2. Have a Precise Visual Map of Your Servers

The server monitoring application will not magically, or by default, unearth problems with your infrastructure. You must tell it what to look at. Ergo, develop a detailed visual representation of your servers as well as the key metrics and data that are reliable barometers of server health.

See your server monitoring dashboard as similar to that of a motor vehicle. In the same way, a car has a speedometer, odometer, RPM, fuel level, and battery indicators to give the driver a glimpse of the car’s health, a server monitoring dashboard that captures the most useful metrics can be an invaluable asset in letting you know when there are signs of trouble.

The monitoring dashboard should be coherent, uncluttered, and easy to understand.

3. Reduce Need for Log In

Installing and configuring the monitoring tool ensures that all the server health information you need can be viewed from one place. But consolidating information is one thing—getting it out there to the people who should see it is another.

Of course, you can log into the monitoring application to check the status of your servers at any point in time. Such a manual process is, however, time-consuming and doesn’t allow you to notice problems immediately as they occur. Instead, create alerts that are instantly and automatically sent out whenever a server isn’t working as well as it’s expected to.

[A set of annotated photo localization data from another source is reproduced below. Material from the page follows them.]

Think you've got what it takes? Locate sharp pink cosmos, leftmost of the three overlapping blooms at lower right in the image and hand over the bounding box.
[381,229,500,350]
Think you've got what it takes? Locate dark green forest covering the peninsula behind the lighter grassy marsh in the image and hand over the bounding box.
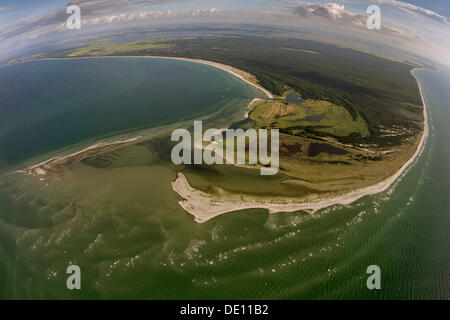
[146,37,422,146]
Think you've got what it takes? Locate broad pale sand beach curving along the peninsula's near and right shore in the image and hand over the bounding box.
[172,68,428,223]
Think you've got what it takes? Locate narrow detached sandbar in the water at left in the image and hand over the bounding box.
[16,136,141,176]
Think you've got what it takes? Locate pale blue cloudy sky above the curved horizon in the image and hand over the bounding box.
[0,0,450,65]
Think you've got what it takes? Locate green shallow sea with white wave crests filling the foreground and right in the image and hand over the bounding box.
[0,61,450,299]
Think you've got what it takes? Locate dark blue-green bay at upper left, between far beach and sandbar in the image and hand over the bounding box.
[0,57,260,169]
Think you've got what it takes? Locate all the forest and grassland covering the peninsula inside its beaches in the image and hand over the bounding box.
[41,36,423,210]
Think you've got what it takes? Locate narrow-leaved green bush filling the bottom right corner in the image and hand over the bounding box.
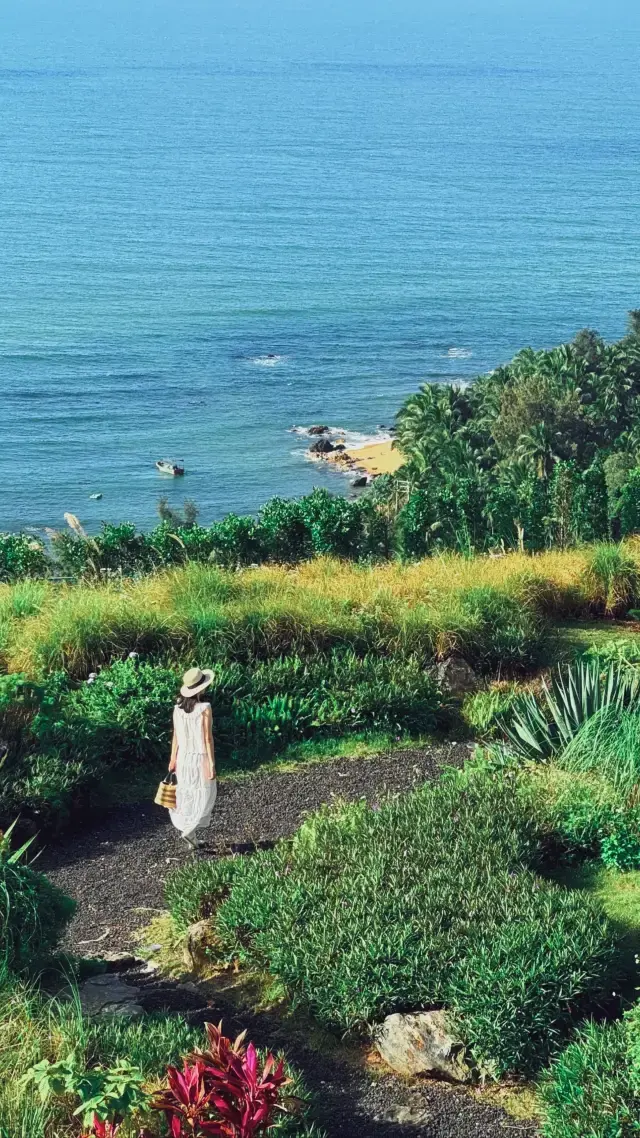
[541,1023,640,1138]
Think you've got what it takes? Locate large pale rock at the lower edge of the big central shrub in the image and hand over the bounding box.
[374,1012,471,1082]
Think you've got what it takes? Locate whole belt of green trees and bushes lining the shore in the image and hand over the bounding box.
[6,311,640,582]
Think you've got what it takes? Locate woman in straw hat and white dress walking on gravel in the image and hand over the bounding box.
[169,668,218,849]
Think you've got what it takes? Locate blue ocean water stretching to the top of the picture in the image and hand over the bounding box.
[0,0,640,530]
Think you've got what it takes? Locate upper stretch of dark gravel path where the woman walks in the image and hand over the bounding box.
[38,743,469,956]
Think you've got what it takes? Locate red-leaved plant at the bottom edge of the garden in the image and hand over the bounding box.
[154,1023,290,1138]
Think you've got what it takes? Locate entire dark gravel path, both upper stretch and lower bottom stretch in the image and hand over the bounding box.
[38,743,536,1138]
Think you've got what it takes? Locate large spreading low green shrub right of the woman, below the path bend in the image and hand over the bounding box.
[170,772,615,1074]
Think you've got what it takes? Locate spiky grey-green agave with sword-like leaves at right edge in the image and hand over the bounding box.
[500,660,640,759]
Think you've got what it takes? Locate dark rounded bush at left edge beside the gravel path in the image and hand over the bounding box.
[0,826,75,979]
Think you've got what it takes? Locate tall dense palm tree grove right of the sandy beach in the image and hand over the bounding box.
[387,318,640,556]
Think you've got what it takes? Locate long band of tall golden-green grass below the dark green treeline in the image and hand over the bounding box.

4. Develop Detailed, Structured, Meaningful, and Actionable Alerts

Not just any alert will do. The purpose of sending out alerts is to get the recipient to take action fast. That won’t happen if alerts contain information that’s ambiguous, contradictory, disorganized, incomplete, incorrect, or meaningless.

Ergo, when designing your monitoring alerts, start by thinking about who will receive them, how important it will be for them and what you expect them to do. Specifically, the alert should indicate the problem’s severity, the scope, the data, or underlying issue that caused the problem, and what action the recipient should take.

5. Send Alerts Sparingly

There’s such a thing as too many server monitoring alerts. Unless there’s a legitimate reason (and this should be a short-term issue after which alert frequency reverts to normal), more notifications isn’t always a good thing. It’s often a sign that the system is sending out an avalanche of false positives.

That can have a disastrous impact on your monitoring mechanism. If people are getting too many notifications, they’ll slowly stop taking them seriously. When a real issue does come up, it may fall through cracks because no one bothered to read the alert.

Whether you are monitoring a physical or virtual server, these best practices will make your monitoring software more effective and thus give you more bang for your buck.